# Nakamichi PA-200 keeps blowing the supply mosfets



## KSakai (Jul 31, 2015)

hello there

Last year, i bought Nakamichi PA-200 amp and it works just fine..I also replaced every electrolytic caps since i thought they might dried out

but around 5 months ago, it started to stop working. turned out that the supply mosfet were shorted. changed it and works fine..... until the next morning i turn it on and NOTHING HAPPENED! 

pulled this thing out and check it again, those mosfets died again!

at least i replaced those mosfets more than 3 times wasting my time to pull and re-install the amp 

I wonder what happened to this amp?.. it plays nice just after a replacement!

mosfets are IRFZ44N, PWM generator is TL494.

thanks in advance!


----------



## TrickyRicky (Apr 5, 2009)

Replace the mosfet predrivers and the pwm ic.


----------



## KSakai (Jul 31, 2015)

i'll do it maybe on Tuesday.. i should buy the mosfets, drivers and controller :blush:

anyway is it fine if i use IRF3205 if i can find one?..i'm sure it does nothing but i thought more headroom is good :blush:


----------



## TrickyRicky (Apr 5, 2009)

You can use the IRF3205's just make sure your gate resistor is within 33ohm-100ohm. 

I don't know if that amplifier uses mosfet predrivers, so trace the squarewave outputs from the PWM pins and see for yourself.


----------



## KSakai (Jul 31, 2015)

the drivers are 2SA1266..small BJTs
waveform from 494 itself wasnt a good sqwv and from the drivers i can say it's completely horrible :blush:


----------



## TrickyRicky (Apr 5, 2009)

I would replace what I mentioned earlier....PWM IC, Mosfets, mosfets predrivers, gate resistors and test with a small 5-10 amp fuse just in case there is something else wrong with it.

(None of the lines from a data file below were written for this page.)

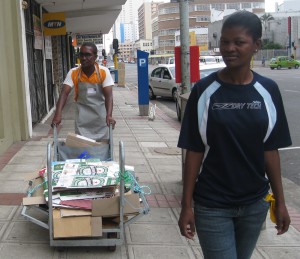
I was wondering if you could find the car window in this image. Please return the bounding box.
[200,68,220,79]
[163,68,171,79]
[151,67,161,78]
[169,67,175,78]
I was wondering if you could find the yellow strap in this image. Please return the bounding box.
[265,193,276,224]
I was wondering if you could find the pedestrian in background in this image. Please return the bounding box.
[52,42,116,141]
[178,11,291,259]
[261,56,266,67]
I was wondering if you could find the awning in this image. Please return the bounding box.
[35,0,126,34]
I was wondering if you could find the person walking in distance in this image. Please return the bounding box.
[178,11,292,259]
[52,42,116,141]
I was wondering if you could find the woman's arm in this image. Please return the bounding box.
[265,150,291,235]
[178,151,203,239]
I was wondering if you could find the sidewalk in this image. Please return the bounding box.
[0,86,300,259]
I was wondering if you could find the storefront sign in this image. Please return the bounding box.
[43,13,66,36]
[76,33,103,45]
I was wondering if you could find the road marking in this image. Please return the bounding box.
[279,147,300,150]
[284,90,300,93]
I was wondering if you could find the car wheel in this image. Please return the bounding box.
[149,86,156,100]
[176,100,181,121]
[172,89,177,102]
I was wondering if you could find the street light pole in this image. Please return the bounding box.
[179,0,191,94]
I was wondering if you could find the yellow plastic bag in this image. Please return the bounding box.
[265,193,276,224]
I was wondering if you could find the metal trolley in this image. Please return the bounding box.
[21,127,150,251]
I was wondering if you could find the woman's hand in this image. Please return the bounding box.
[178,208,195,239]
[275,202,291,235]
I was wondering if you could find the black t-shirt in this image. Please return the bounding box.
[178,72,291,207]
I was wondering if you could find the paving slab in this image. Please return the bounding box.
[251,246,300,259]
[0,221,49,245]
[0,182,28,193]
[0,205,17,221]
[128,245,198,259]
[136,208,177,225]
[125,223,186,246]
[65,245,128,259]
[0,243,55,259]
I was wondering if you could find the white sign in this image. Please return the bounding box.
[139,58,147,67]
[45,36,52,59]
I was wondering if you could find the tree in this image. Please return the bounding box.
[260,13,274,31]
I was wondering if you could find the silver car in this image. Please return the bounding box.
[149,64,178,101]
[149,62,225,105]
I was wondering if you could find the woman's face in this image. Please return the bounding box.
[220,26,260,68]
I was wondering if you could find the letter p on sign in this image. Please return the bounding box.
[139,58,147,67]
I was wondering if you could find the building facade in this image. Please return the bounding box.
[152,0,265,54]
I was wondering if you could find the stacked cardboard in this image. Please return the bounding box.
[66,133,108,147]
[23,159,140,241]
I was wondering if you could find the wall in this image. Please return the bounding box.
[0,0,29,155]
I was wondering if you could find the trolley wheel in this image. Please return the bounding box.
[107,245,117,252]
[107,232,118,252]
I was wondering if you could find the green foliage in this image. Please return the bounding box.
[260,13,274,31]
[262,42,284,49]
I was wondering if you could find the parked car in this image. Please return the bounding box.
[176,60,226,121]
[149,64,177,101]
[149,62,225,121]
[269,56,300,70]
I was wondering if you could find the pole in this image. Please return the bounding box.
[179,0,191,94]
[179,0,191,181]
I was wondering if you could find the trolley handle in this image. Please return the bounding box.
[51,124,114,160]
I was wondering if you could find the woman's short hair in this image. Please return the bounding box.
[222,11,262,41]
[81,42,98,56]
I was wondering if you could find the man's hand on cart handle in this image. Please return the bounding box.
[106,116,116,129]
[51,115,61,128]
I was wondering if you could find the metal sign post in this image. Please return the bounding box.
[137,50,149,116]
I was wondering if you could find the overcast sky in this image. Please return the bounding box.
[265,0,283,12]
[153,0,283,12]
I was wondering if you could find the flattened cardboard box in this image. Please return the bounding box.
[92,193,141,217]
[53,209,102,238]
[66,133,108,147]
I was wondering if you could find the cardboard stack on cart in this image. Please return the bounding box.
[22,131,149,249]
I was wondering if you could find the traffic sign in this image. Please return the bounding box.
[76,33,103,45]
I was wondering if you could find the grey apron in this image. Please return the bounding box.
[75,66,109,140]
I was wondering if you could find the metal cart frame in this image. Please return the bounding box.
[21,127,150,250]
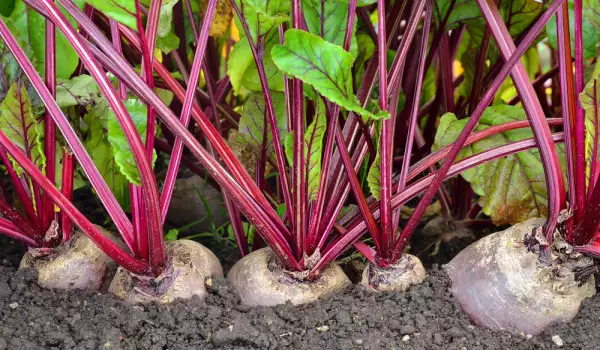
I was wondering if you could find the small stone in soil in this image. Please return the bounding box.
[552,335,564,346]
[0,281,12,300]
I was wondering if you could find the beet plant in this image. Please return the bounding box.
[0,0,600,333]
[0,1,230,302]
[346,0,599,334]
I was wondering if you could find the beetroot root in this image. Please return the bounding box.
[360,254,427,292]
[109,239,223,303]
[444,219,595,335]
[19,230,117,290]
[227,248,351,306]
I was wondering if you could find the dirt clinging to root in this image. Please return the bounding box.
[0,238,600,350]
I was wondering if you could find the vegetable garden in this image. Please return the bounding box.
[0,0,600,349]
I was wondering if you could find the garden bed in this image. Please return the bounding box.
[0,237,600,350]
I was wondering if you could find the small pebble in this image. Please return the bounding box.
[552,335,564,346]
[317,326,329,332]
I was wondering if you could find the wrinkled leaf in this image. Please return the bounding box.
[56,74,102,108]
[200,0,233,36]
[546,0,600,58]
[446,0,544,63]
[433,105,548,225]
[227,35,283,94]
[165,228,179,242]
[579,61,600,186]
[271,29,389,123]
[0,83,46,170]
[238,92,287,154]
[154,0,179,38]
[433,0,481,29]
[235,0,291,42]
[354,33,375,88]
[284,100,327,200]
[108,99,156,186]
[302,0,358,57]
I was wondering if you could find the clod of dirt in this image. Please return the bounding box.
[360,254,427,292]
[445,219,596,335]
[167,174,228,233]
[108,239,223,303]
[227,248,351,306]
[19,228,118,290]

Were you getting audio when it was working? If so you could cancel the amplifier section and concentrate on the power supply side.


----------



## KSakai (Jul 31, 2015)

okay.. i'll buy the parts tomorrow 

yes, i got a clean audio everytime i replace the mosfets


----------



## TrickyRicky (Apr 5, 2009)

Just curious, were are you buying your components from (hoping not from ebay, as that may be the reason why they keep failing).


----------



## KSakai (Jul 31, 2015)

i bought them from local store..
i actually still guessing if they're fake or original IRFZ44N

any clue for fake/original mosfets?..some of mine were labelled pretty bad like off center, bigger fonts, etc


----------



## TrickyRicky (Apr 5, 2009)

Order them from mouser, digikey, or arrow electronics. Stores may be generic NTE crap. I have a couple irf3205 if you wanna try those..let me know how many you need , they cost about a buck each, just notice were your from...so you should have suppliers in your country just don't know how reliable or if genuine.


----------



## KSakai (Jul 31, 2015)

i forgot to buy the parts yesterday :blush:

i was too concentrated on my DIY amp lol


----------